Sir Bale was still looking, and very soon said, drawing his brows together and looking hard,
“Ha! — yes — hush. There it is, by Jove! — wait — yes — there; it is growing quite plain.”
It seemed not as if a shadow fell upon the stone, but rather as if the stone became semi-transparent, and just under its surface was something dark — a hand, he thought it — and darker and darker it grew, as if coming up toward the surface, and after some little wavering, it fixed itself movelessly, pointing, as he thought, toward the forest.
“It looks like a hand,” said he. “By Jove, it is a hand — pointing towards the forest with a finger.”
“Don’t mind the finger; look only on that black blurred mark, and from the point where you stand, taking that point for your direction, look to the forest. Take some tree or other landmark for an object, enter the forest there, and pursue the same line, as well as you can, until you find little flowers with leaves like wood-sorrel, and with tall stems and a red blossom, not larger than a drop, such as you have not seen before, growing among the trees, and follow wherever they seem to grow thickest, and there you will find him.”

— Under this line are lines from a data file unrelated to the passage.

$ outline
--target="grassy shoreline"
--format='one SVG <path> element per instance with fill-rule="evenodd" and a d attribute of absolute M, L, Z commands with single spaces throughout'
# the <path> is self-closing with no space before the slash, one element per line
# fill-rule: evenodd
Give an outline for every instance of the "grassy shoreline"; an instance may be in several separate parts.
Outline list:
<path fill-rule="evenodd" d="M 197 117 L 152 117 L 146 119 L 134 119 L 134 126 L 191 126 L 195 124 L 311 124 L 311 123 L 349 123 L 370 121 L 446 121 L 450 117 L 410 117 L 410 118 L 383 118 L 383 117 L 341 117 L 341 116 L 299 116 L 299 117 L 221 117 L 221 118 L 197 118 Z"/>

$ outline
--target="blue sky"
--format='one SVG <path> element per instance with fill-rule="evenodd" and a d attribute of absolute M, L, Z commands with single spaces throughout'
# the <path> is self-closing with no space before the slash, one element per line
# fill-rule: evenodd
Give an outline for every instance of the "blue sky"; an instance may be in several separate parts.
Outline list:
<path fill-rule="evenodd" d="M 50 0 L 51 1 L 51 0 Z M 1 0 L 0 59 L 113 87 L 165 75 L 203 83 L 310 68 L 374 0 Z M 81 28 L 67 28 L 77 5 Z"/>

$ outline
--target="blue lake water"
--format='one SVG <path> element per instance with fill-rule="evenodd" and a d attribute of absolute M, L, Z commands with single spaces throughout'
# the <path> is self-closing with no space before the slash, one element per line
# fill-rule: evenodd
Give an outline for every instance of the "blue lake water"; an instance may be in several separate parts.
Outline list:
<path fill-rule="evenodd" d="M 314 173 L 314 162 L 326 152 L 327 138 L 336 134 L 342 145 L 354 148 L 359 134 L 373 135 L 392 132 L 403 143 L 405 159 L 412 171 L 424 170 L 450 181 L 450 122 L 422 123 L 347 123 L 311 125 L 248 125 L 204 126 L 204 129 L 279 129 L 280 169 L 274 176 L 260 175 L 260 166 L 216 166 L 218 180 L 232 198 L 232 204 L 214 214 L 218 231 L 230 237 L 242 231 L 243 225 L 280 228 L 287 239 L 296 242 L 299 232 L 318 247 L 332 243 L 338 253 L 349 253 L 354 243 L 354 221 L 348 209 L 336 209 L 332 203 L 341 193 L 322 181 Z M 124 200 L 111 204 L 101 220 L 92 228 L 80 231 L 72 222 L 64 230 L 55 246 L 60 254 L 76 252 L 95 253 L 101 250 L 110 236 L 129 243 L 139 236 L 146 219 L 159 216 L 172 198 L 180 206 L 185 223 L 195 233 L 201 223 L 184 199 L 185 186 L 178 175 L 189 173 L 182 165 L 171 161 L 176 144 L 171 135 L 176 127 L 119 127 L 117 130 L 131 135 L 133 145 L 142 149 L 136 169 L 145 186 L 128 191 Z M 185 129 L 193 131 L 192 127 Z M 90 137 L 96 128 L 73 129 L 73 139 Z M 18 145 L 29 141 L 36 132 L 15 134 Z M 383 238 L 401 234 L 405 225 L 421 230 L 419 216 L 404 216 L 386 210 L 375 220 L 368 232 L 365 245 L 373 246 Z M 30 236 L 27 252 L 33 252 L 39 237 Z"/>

All the time that Feltram was making this little address, Sir Bale was endeavouring to fix his route by such indications as Feltram described; and when he had succeeded in quite establishing the form of a peculiar tree — a melancholy ash, one huge limb of which had been blasted by lightning, and its partly stricken arm stood high and barkless, stretching its white fingers, as it were, in invitation into the forest, and signing the way for him ——
“I have it now,” said he. “Come Feltram, you’ll come a bit of the way with me.”
Feltram made no answer, but slowly shook his head, and turned and walked away, leaving Sir Bale to undertake his adventure alone.
The strange sound they had heard from the midst of the forest, like the rumble of a storm or the far-off trembling of a furnace, had quite ceased. Not a bird was hopping on the grass, or visible on bough or in the sky. Not a living creature was in sight — never was stillness more complete, or silence more oppressive.
It would have been ridiculous to give way to the old reluctance which struggled within him. Feltram had strode down the slope, and was concealed by a screen of bushes from his view. So alone, and full of an interest quite new to him, he set out in quest of his adventures.